A series of speculative reports saying long-awaited industry restructuring is imminent have triggered waves of buying in shares of China's big telecom operators. Then, generally, the buying has been quickly followed by waves of selling, erasing short-term rises in share prices.

Analysts who follow the sector say the actual restructuring is at least eight months away. They say there are potentially good picks among the four listed carriers -- China Mobile Ltd., China Unicom Ltd., China Telecom Corp. and China Netcom Group Corp. (Hong Kong) Ltd. -- all of which trade in both New York and Hong Kong. But they advise investors to focus on the fundamentals and think long term, rather than chase buzz about timing. "People should not be trading around these rumors," says Eric Wen, head of Chinese telecom and Internet coverage at BNP Paribas in Shanghai.

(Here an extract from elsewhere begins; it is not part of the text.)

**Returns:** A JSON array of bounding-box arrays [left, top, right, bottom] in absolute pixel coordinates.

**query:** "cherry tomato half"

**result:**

The latest round of speculation came last Friday, when unconfirmed reports that the restructuring plan had been finalized caused Hong Kong shares in Unicom to jump nearly 7%. The Ministry of Information Industry, which regulates the sector, as well as representatives for the Chinese operators denied any new restructuring developments. Unicom shares have since lost all of Friday's gains.

Analysts in Beijing say the government is likely to wait until after the Olympics in August to initiate the restructuring. Liu Bin, an analyst at technology consultant BDA China Ltd., says the changes might be discussed during the annual session of China's legislature, the National People's Congress, in March. He says the restructuring is unlikely before summer because carriers need stable operations to guarantee good service for the Games.

When it does come, the restructuring is likely to cause sweeping change. The industry is now divided among two wireless carriers, China Mobile and China Unicom, plus two big fixed-line carriers, China Telecom and China Netcom, that have long struggled with the defection of their customers to wireless service. The government owns controlling stakes in all four carriers.

Analysts generally agree on the broad strokes of the coming restructuring. They expect the government to break up China Unicom -- which now operates two different types of wireless networks -- and join its assets to the two fixed-line carriers. That would let China Telecom and China Netcom compete in the wireless sector with China Mobile, the world's largest mobile carrier by number of subscribers.

Michael Meng, a Citigroup analyst, wrote in a report Friday that Unicom, with a market capitalization of about US$28 billion, was undervalued. The total value works out to $234 a subscriber, which he said is the lowest figure in the Asian-Pacific region.

With a "buy" rating, Mr. Meng set a 12-month target for Unicom stock of 22 Hong Kong dollars (US$2.82). Yesterday, a day on which Hong Kong stocks tumbled, shares of China Unicom fell 3.1% to HK$17.48. The Citigroup analyst has a "buy" on China Mobile. With 362.8 million subscribers, the company claims 67% of the world's largest population of 540 million cellphone users.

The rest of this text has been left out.